Manoj Deshapriya

Personal information
- Born: September 7, 1981 (age 44) Colombo, Sri Lanka
- Batting: Left-handed
- Bowling: Right-arm fast-medium

Career statistics
| Competition | First-class | List A |
| Matches | 27 | 6 |
| Runs scored | 675 | 71 |
| Batting average | 16.87 | 11.83 |
| 100s/50s | 0/4 | 0/0 |
| Top score | 89 | 31 |
| Balls bowled | 1,817 | 127 |
| Wickets | 27 | 0 |
| Bowling average | 39.88 | – |
| 5 wickets in innings | 0 | – |
| 10 wickets in match | 0 | – |
| Best bowling | 4/52 | – |
| Catches/stumpings | 6/– | 1/– |
- Source: CricInfo, 16 October 2017

= Manoj Deshapriya =

Sri Lankan cricketer (born 1981)

Ambegoda Liyanage Don Manoj Deshapriya (born 7 September 1981) is a Sri Lankan cricketer who generally plays in First class and List A cricket matches.
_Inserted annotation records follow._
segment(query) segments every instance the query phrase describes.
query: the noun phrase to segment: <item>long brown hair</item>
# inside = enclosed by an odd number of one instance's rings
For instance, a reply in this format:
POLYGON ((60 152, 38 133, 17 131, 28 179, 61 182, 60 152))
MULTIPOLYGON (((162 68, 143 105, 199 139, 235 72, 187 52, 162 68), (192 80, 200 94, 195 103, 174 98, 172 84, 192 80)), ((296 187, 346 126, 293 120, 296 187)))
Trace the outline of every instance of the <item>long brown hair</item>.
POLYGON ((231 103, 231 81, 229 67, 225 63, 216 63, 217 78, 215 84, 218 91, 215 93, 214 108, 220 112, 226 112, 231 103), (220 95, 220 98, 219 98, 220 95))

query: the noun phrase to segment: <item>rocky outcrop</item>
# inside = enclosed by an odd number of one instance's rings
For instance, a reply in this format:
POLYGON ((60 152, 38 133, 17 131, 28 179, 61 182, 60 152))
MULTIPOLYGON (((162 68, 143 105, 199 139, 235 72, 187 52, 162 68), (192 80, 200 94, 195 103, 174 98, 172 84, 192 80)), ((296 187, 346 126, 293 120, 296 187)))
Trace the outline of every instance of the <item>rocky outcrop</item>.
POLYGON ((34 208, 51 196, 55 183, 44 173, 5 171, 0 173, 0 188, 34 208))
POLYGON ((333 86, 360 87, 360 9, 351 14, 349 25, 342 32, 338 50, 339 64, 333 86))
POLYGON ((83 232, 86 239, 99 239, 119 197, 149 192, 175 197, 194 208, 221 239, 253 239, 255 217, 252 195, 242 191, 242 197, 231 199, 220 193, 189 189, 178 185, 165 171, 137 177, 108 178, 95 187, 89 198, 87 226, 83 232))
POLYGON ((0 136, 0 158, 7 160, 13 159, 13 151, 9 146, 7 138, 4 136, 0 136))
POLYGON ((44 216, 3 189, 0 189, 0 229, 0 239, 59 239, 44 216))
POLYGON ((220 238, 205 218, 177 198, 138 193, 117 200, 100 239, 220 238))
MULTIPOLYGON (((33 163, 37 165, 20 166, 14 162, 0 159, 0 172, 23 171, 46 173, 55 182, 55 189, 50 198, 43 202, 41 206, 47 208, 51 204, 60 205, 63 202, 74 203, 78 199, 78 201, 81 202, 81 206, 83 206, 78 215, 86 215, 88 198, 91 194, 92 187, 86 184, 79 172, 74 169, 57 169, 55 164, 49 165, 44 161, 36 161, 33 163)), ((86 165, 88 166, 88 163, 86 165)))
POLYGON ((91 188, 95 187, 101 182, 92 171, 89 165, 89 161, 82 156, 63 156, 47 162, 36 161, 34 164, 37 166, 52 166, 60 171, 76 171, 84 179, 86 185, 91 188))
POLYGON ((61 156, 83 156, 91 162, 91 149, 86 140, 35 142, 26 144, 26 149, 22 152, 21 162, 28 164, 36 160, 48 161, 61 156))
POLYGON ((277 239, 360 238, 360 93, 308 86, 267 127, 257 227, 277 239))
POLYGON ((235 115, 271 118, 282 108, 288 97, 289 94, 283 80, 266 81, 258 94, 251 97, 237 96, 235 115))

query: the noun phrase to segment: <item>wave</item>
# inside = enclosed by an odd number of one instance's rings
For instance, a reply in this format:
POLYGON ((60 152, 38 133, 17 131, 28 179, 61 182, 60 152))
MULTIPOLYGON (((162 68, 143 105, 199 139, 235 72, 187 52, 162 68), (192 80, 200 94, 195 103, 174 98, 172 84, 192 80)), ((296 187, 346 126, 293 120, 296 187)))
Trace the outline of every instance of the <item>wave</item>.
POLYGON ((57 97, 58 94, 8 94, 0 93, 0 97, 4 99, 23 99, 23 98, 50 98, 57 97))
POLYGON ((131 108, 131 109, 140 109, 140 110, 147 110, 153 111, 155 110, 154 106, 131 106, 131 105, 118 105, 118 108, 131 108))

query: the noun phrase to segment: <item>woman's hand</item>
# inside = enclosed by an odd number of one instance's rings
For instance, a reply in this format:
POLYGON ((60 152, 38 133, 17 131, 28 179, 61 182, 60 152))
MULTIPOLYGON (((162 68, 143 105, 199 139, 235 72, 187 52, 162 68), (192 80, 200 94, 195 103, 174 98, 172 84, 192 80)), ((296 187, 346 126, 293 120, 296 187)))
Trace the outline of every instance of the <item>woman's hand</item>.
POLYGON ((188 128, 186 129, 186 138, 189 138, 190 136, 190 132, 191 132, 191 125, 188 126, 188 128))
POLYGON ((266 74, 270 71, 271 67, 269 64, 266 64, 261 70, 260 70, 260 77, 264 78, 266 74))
He has played in 27 first class cricket matches and in 6 List A matches.

== Fixing allegations ==
Manoj Deshapriya has been banned from all forms of cricket from September 2017 for two years due to the alleged misconduct during a domestic first class cricket match between Panadura Cricket Club and Kalutara Physical Culture Club along with Chamara Silva who was the captain of the Panadura Cricket Club. Manoj Deshapriya, the captain of the Kalutara Physical Culture Club was found guilty for match-fixing allegations after the unusual scoring rate by Panadura side in a first class cricket match held in January 2017.